Я решил, что пора уходить, и попрощался:

— Всего хорошего.

— Всего, Дарие, голубчик.

Зое проводила меня до калитки.

— Послушай… Приходи еще… Слышишь…

Был уже поздний вечер. Небо на западе пылало. Едва я вышел на дорогу, как за моей спиной послышались крики:

— Не бей меня, Панделе. О-ой! О-ой! О-ой! Не бей, а то скину, Панделе, скину твоего ребенка! О-ой! О-ой!..

Я подумал, что, может быть, мне стоит вернуться, вмешаться в ссору, заступиться за несчастную женщину. Свернуть Панделе челюсть или, еще лучше, пырнуть его ножом. Но что бы это дало? Нет. Возвращаться с дороги не имело никакого смысла. И потом, кто его знает, может быть, Зое, которая в общем уже примирилась со своей судьбой, несмотря на все жалобы, тоску и несбыточные мечтания, может быть, она кинулась бы защищать своего мужа? Скорей всего, именно это последнее соображение оказалось решающим. Но только ли оно? Может быть, у меня не хватило еще и храбрости схватиться сразу и с Панделе, и с его тещей. К чему скрывать — малодушие тоже сыграло свою роль. Чтобы хоть как-то оправдать свою трусость, я прошептал про себя, лишь про себя:

— У каждого своя судьба…

Но напрасно я перешел на шепот.
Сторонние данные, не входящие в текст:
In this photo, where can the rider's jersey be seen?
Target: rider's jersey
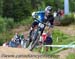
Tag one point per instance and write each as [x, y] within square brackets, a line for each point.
[40, 16]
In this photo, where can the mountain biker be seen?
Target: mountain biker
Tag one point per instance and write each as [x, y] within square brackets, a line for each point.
[41, 17]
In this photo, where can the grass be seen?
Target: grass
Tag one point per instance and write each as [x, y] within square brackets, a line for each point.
[71, 56]
[63, 39]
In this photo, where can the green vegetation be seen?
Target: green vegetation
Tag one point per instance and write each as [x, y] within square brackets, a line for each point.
[67, 19]
[59, 38]
[71, 56]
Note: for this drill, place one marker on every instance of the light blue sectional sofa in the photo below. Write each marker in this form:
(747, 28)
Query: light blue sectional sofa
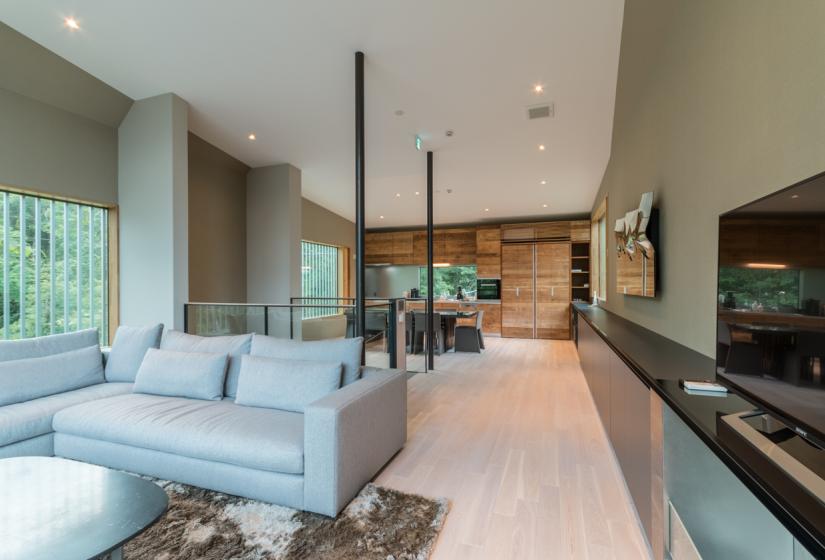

Мне почудилось, что мои слова дошли до слуха тысяч и тысяч ушей. Мне показалось, что тысячи и тысячи пальцев показывают на меня. И тысячи голосов кричат:

— Трус!.. Трус!.. Трус!..

Ну и что, даже если трус?! Мало ли трусливых людей на свете! И я чуть не заорал во всю мочь:

— У каждого своя судьба!..

VI

Я огляделся. Улица была пустынна. Меня никто не слышал. Я пожалел, что меня никто не слышит. Чтобы скрыться от стонов беременной женщины, я заткнул уши и, насколько мог, ускорил шаг. Совесть моя, усыпленная лишь наполовину, продолжала бы терзать меня, если бы вдруг, дойдя до конца улочки, я не столкнулся лицом к лицу с Добрикэ Тунсу. Его почти невозможно было узнать. Загорелый, высокого роста, плечи — косая сажень; за четыре года, пока мы не виделись, мой приятель вымахал в настоящего верзилу. Он был одет, как преуспевающий купчик. На шее — галстук в полоску, на ногах — ботинки со шнурками и выпуклыми, по моде, носками. Кофейного цвета шляпа.